Seabird colony, Prince Leopold Island
Seabird colony,
Prince Leopold Island


And yet there is only
One great thing,
The only thing,
To live to see in huts and on journeys
The great day that dawns
And the light that fills the world.

Song recorded by the Fifth
Thule Expedition, 1924


In this region, sedimentary strata overlie Precambrian bedrock, resulting in low-lying plains and smooth plateaux, especially in the southern portions: "[the coast] is simply a ribbon of granite rising just above the high tide contour, at low water hemmed by ... a rocky tidal flat with a sprinkling of granite isles and reefs.... It was a desolate shore.... There seemed to be no elevations even 50 feet within a dozen miles of the coast." These were the words of explorer George Putnam in 1928.

Tidal flats over 10 kilometres wide are festooned with "growlers" and ice floes, sculpted into mushroom-like shapes by tide-driven waters.

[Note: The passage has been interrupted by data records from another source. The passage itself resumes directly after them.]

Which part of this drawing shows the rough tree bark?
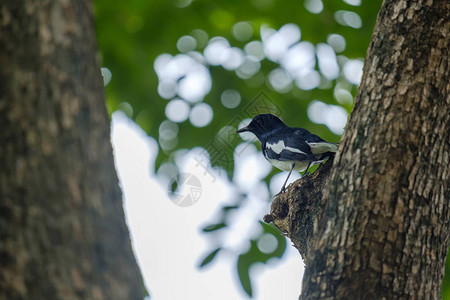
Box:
[0,0,143,299]
[271,0,450,299]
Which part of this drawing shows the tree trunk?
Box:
[301,0,450,299]
[0,0,143,300]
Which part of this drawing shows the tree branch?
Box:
[264,159,333,264]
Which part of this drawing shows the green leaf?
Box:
[199,248,221,268]
[202,223,227,232]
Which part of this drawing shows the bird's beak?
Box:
[236,127,250,133]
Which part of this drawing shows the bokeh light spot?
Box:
[100,68,112,86]
[189,103,213,127]
[233,22,253,42]
[303,0,323,14]
[177,35,197,52]
[220,89,241,109]
[166,99,189,123]
[244,41,265,60]
[327,34,346,53]
[334,10,362,29]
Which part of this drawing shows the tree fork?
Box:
[267,0,450,299]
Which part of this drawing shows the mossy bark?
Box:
[0,0,143,299]
[267,0,450,299]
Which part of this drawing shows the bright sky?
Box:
[112,113,303,300]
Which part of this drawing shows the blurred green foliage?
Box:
[95,0,450,299]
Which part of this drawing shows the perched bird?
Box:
[236,114,339,195]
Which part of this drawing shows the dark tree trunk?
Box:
[301,0,450,299]
[0,0,143,300]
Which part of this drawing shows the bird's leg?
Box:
[275,164,295,196]
[303,162,311,176]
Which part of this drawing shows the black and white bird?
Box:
[236,114,339,193]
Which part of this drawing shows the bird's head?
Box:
[236,114,286,140]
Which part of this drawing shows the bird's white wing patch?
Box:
[306,142,339,154]
[266,141,306,154]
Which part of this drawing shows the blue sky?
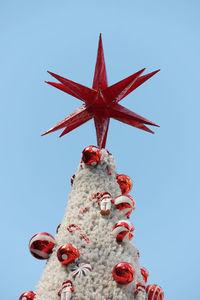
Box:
[0,0,200,300]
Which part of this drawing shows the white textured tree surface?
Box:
[35,149,145,300]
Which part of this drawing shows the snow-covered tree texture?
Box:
[35,149,145,300]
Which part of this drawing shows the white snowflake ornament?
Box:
[71,263,92,279]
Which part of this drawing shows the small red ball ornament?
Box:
[146,284,164,300]
[57,244,80,265]
[71,174,76,185]
[140,267,149,283]
[112,220,134,243]
[115,195,135,218]
[19,291,36,300]
[117,174,133,194]
[29,232,55,259]
[82,146,101,167]
[113,262,135,284]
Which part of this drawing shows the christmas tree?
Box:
[20,35,164,300]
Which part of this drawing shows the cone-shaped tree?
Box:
[35,149,145,300]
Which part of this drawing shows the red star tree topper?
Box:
[43,34,160,148]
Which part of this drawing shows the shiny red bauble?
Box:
[117,174,133,194]
[112,220,134,243]
[71,174,76,185]
[57,244,80,265]
[82,146,101,167]
[29,232,55,259]
[19,291,36,300]
[115,195,135,218]
[140,267,149,283]
[112,262,135,284]
[146,284,164,300]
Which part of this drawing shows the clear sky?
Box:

The two largest lakes in the Arctic Islands, Nettilling and Anadjuak, lie in the middle of the lowlands of southwestern Baffin Island. Inland is a flat country of marshy plains interspersed with bare rock, ponds and lakes.

Hoodoos, Baffin Island
Hoodoos, Baffin Island

The northern portions of the region present a contrast to the horizontal coastline and sodden lowlands of the south. The land rises abruptly to a high plateau. Several spectacular fiords slash inland, with sheer cliffs rising over 1,000 metres. The climate is bitterly cold, with overcast conditions prevailing much of the time. Precipitation is limited, creating desert conditions.